I include all this in my writing because it’s a part of me. It’s the fabric of my life, and it’s not an affectation. This is what the alt-right doesn’t get–we are not being who we are to spite them: that’s just an added benefit! I’m not agender, queer, and Asian AT them–it’s just who I am. My life experience, and, indeed, my very being, include all those aspects of myself.

The fact that I died (twice!) and came back to life (twice!) has deeply affected me as well. I learned things from that experience that I could not have learned any other way. Unfortunately, it’s not something I can share with many people because it’s so out there. I want to include it in my novel, though, beacuse it’s just that unusual. Will people believe me? Probably not, but that bothers me not.

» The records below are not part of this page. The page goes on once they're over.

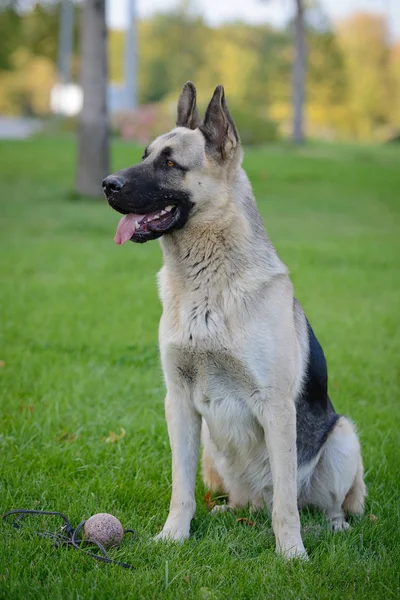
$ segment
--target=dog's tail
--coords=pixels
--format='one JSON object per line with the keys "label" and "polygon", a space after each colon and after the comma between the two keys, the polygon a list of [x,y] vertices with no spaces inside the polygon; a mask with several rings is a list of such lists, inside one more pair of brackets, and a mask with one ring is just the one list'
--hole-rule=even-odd
{"label": "dog's tail", "polygon": [[343,510],[346,513],[362,515],[364,512],[365,496],[367,495],[367,487],[364,483],[364,467],[361,454],[358,458],[357,473],[353,481],[353,485],[347,492],[343,502]]}

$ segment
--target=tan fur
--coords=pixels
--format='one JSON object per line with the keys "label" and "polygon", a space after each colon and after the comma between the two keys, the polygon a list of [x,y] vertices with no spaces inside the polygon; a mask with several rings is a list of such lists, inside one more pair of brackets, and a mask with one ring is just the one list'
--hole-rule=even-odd
{"label": "tan fur", "polygon": [[[212,102],[225,110],[217,90]],[[193,120],[190,104],[187,112]],[[306,556],[298,503],[320,506],[345,528],[343,508],[361,510],[365,494],[360,449],[342,417],[315,459],[297,469],[295,400],[309,351],[306,321],[263,229],[226,115],[220,155],[206,148],[199,129],[184,127],[149,147],[157,153],[168,144],[190,165],[179,185],[195,203],[183,229],[161,238],[159,343],[172,498],[157,539],[189,536],[202,429],[206,486],[223,488],[231,507],[269,506],[277,551]]]}

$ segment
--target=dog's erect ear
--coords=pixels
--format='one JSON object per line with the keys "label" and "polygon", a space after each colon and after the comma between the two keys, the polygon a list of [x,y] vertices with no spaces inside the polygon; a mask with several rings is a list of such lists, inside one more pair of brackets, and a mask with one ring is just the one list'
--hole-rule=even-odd
{"label": "dog's erect ear", "polygon": [[239,134],[226,104],[222,85],[215,88],[200,130],[206,138],[206,149],[222,159],[231,157],[240,143]]}
{"label": "dog's erect ear", "polygon": [[197,129],[200,122],[201,119],[196,106],[196,88],[191,81],[187,81],[178,100],[176,126]]}

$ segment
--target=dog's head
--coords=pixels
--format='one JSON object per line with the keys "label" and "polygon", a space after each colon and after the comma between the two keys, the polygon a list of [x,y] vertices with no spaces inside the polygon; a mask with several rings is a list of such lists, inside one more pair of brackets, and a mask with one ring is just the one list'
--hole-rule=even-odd
{"label": "dog's head", "polygon": [[154,240],[181,229],[212,203],[222,202],[241,156],[224,88],[216,88],[202,122],[196,89],[190,81],[185,83],[176,128],[155,139],[141,163],[103,181],[109,204],[125,215],[118,224],[116,243]]}

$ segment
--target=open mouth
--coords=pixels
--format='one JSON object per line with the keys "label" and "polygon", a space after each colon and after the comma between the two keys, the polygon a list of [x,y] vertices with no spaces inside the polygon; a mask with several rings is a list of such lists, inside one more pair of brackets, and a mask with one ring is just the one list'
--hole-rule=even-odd
{"label": "open mouth", "polygon": [[178,219],[179,211],[173,204],[144,215],[128,213],[118,223],[114,242],[125,244],[128,240],[144,242],[155,239],[171,229]]}

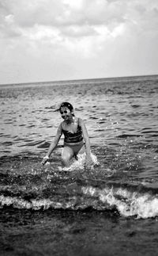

In my first few attempts at a novel after my medical crisis, I really tried to set it in the hospital. It was such a wild experience; I still haven’t completely digested it yet. At some point, I realized that everything I thought happened while I was in the hospital didn’t. Well, to be more precise, most of what I thought happened did not.

I was as high as a motherfucking kite, and I was delusional/hallucinating the whole time. Some of the things that I thought happened did actually happen, but not in the way I thought. For example, I was so impressed that there were so many people of color on my team. I live in Minnesota, which means the vast majority of people are white. My experience in the hospital was that everyone but a few people were non-white–specifically, they were Asian.